What about high-intensity focused ultrasound (HIFU)?
HIFU is investigational, so if a man wants to go that route, he needs to know that it’s not a routine procedure. It needs to be done, in my opinion, as part of a clinical trial.
So you categorize patients as low-risk if their PSA doubling time is greater than a year and high-risk if it is less than six months. What about patients in the middle?
A paper in The Journal of the American Medical Association looked at this question. The researchers looked at PSA doubling times of less than three months, three to nine months, nine to 15 months, and more than 15 months. The patients in the first two groups did poorly. The patients in the nine-to-15-month group did fairly well. [See “PSA doubling time,” below.] So as the PSA doubling time gets closer to a year, you’ve got about 10 years to play with. In a younger man, that’s not very long, so I would start treatment, probably radiation therapy combined with hormones. But an older gentleman could be fine; you could start hormone therapy at a later time, maybe when his PSA doubling time drops or when he becomes symptomatic.
PSA doubling time
Freedland SJ, Humphreys EB, Mangold LA, et al. Risk of Prostate Cancer–Specific Mortality Following Biochemical Recurrence after Radical Prostatectomy. Journal of the American Medical Association 2005;294;433–39. PMID: 16046649.

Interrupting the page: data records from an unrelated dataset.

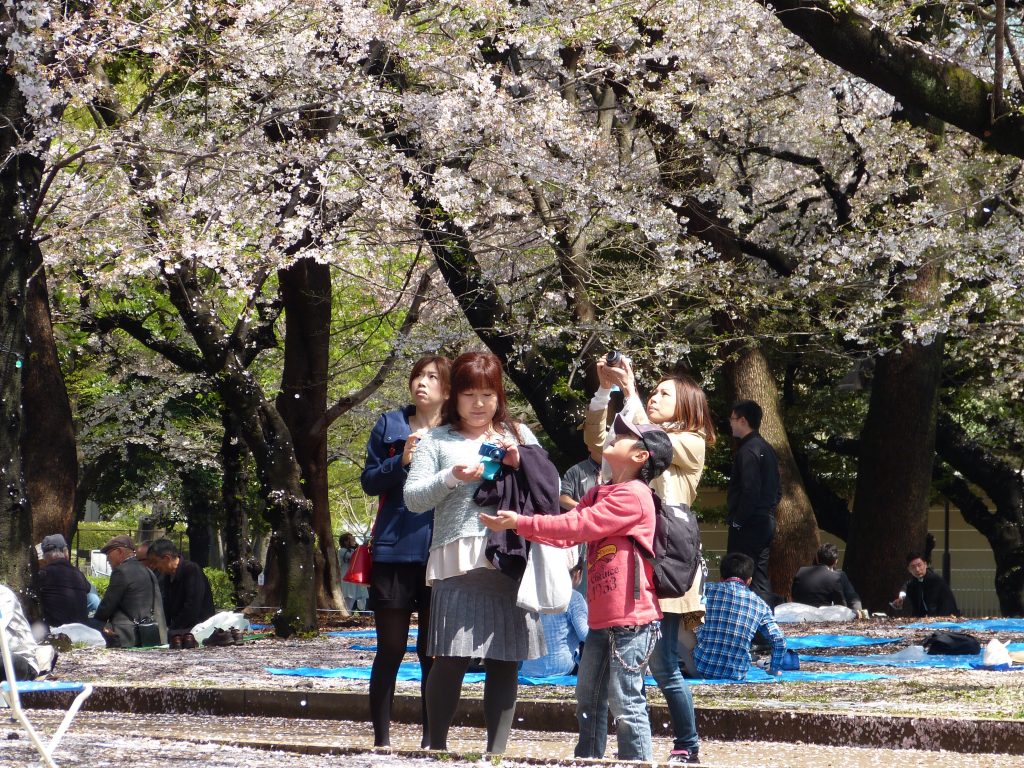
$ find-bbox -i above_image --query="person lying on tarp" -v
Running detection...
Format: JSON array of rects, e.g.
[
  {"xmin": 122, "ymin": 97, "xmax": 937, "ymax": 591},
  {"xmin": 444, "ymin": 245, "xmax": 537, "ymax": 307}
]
[
  {"xmin": 693, "ymin": 552, "xmax": 785, "ymax": 680},
  {"xmin": 0, "ymin": 584, "xmax": 56, "ymax": 680},
  {"xmin": 892, "ymin": 552, "xmax": 961, "ymax": 617},
  {"xmin": 793, "ymin": 544, "xmax": 863, "ymax": 611}
]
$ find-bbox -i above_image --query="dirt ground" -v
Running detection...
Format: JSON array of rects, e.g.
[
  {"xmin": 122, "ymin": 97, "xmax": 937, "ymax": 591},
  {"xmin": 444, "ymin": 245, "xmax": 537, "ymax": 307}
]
[{"xmin": 46, "ymin": 620, "xmax": 1024, "ymax": 719}]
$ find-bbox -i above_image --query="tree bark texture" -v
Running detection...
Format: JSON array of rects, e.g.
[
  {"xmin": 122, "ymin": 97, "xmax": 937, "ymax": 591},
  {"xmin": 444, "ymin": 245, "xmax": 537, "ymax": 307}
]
[
  {"xmin": 162, "ymin": 263, "xmax": 316, "ymax": 637},
  {"xmin": 278, "ymin": 259, "xmax": 345, "ymax": 610},
  {"xmin": 935, "ymin": 414, "xmax": 1024, "ymax": 616},
  {"xmin": 220, "ymin": 409, "xmax": 263, "ymax": 605},
  {"xmin": 22, "ymin": 262, "xmax": 78, "ymax": 542},
  {"xmin": 0, "ymin": 34, "xmax": 43, "ymax": 590},
  {"xmin": 762, "ymin": 0, "xmax": 1024, "ymax": 158},
  {"xmin": 723, "ymin": 346, "xmax": 819, "ymax": 599},
  {"xmin": 844, "ymin": 341, "xmax": 942, "ymax": 610}
]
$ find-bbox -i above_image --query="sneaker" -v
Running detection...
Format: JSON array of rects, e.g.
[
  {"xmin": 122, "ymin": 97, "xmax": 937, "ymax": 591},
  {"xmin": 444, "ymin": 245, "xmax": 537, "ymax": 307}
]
[
  {"xmin": 203, "ymin": 629, "xmax": 234, "ymax": 648},
  {"xmin": 669, "ymin": 750, "xmax": 700, "ymax": 765}
]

With so many different types of patients and so many possible treatment scenarios, as well as the fact that so many patients are being diagnosed with prostate cancer much earlier, does your original risk classification system still help stratify patients and inform treatment decisions?
The risk classification system will continue to be clinically useful until genetic-based molecular markers have been found and shown to be effective — and until testing for them becomes available. In the future, we will be able to use gene signatures to help determine a patient’s best course of treatment and prognosis.